Calculating Cost of Market Basket
Once we know what all gets included in the basket and their quantities, we need to calculate the current as well as previous prices of these goods and services. This gives us an idea of the price of the basket at any point in time. Since the market basket remains fixed in terms of items and the quantities, the only variable here is the price. This allows us to isolate the price change effects over the years.
In order to calculate CPI, we need to define a base year. This will serve as a benchmark and we can easily compare all the other years against this benchmark. Generally, the base year is kept the same for a few years until it is changed to a new one. CPI is calculated by dividing the price of the basket in any given year by the price of the basket in the base year. The ratio is then multiplied by 100 in order to get CPI value.
It is not enough to only calculate CPI. We need to use CPI figures in order to determine the inflation rate, thereby meeting the economic need of CPI. The inflation rate is nothing but the percentage change in CPI from one time period to another. Inflation rates across nations are measured using CPI and are also published from time to time.
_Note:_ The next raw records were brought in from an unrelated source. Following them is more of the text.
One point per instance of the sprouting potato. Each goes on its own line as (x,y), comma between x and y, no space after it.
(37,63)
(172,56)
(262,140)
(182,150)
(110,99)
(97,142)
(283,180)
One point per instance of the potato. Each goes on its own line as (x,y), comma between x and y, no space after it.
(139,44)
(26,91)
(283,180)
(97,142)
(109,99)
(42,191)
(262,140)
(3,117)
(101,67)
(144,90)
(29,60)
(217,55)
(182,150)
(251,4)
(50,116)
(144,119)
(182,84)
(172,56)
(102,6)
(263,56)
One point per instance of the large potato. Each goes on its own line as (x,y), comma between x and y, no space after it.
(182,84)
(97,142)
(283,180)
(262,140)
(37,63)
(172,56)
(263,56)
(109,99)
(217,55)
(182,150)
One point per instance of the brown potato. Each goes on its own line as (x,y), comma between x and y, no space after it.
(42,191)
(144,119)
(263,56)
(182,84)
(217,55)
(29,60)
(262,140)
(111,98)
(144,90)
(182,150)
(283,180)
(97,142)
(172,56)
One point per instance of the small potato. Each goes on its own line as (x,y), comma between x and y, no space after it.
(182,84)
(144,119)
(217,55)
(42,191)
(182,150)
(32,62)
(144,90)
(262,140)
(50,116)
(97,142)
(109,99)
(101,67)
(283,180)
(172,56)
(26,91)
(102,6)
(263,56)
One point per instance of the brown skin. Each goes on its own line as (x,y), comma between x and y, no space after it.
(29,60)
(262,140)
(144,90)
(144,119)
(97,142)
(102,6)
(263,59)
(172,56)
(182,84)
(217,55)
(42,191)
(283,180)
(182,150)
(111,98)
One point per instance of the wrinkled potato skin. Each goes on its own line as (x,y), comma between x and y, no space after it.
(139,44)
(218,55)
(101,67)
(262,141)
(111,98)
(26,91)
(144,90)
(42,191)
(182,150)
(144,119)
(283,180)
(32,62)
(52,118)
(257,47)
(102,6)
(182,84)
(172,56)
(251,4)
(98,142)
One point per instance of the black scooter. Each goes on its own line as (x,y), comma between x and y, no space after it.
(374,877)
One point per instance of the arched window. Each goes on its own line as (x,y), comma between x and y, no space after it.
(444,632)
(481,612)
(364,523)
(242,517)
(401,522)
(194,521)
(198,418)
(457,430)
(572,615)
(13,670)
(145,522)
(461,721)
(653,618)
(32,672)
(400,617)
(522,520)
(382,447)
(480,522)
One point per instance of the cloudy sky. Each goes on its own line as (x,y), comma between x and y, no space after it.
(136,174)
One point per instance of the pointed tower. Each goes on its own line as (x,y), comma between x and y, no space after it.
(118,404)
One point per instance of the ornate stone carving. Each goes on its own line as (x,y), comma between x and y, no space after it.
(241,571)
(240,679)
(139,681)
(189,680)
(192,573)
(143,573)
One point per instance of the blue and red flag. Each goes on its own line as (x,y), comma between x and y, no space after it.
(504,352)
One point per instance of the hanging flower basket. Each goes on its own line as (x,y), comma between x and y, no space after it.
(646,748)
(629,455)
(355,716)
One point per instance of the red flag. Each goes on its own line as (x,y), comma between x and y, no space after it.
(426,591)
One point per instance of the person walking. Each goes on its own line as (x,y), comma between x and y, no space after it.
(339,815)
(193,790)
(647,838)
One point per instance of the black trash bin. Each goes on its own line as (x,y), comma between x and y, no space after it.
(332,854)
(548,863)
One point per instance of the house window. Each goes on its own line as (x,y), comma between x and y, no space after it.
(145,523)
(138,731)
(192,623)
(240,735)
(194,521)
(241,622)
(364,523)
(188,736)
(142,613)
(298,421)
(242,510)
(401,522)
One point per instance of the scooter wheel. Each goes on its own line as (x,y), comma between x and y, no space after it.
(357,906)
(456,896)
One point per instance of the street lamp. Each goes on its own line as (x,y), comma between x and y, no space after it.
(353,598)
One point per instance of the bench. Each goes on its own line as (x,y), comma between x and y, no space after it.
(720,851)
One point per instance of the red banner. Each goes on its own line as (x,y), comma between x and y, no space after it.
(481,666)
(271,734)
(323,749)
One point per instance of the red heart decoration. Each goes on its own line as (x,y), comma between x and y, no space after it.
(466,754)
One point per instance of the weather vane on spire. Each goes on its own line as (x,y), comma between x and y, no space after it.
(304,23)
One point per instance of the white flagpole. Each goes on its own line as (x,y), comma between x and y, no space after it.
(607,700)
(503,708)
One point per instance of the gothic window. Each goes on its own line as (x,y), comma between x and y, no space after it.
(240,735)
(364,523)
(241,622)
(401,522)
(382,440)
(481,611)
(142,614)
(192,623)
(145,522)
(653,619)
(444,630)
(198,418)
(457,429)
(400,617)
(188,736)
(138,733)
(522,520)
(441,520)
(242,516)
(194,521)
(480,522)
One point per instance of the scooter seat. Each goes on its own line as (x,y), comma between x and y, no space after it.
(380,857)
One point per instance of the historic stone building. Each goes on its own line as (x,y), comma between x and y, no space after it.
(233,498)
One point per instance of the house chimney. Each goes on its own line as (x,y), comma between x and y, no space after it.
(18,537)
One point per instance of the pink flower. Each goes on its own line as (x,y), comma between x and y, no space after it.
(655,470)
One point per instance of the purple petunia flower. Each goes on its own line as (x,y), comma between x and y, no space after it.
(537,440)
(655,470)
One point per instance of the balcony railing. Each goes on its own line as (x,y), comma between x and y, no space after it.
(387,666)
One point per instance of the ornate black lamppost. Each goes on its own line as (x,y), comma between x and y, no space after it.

The prices that are paid by consumers for purchasing goods and services are used in calculating CPI and this, in turn, is used to understand the inflation levels. It helps in understanding the cost of living levels of a nation. Cost of living can affect people in various ways. CPI is simply the cost of living put in numerical form. While there is a lot of debate on the importance of and how to calculate CPI as a measure for inflation, it still has widespread use when it comes to controlling inflation and thereby guiding the movement of an economy.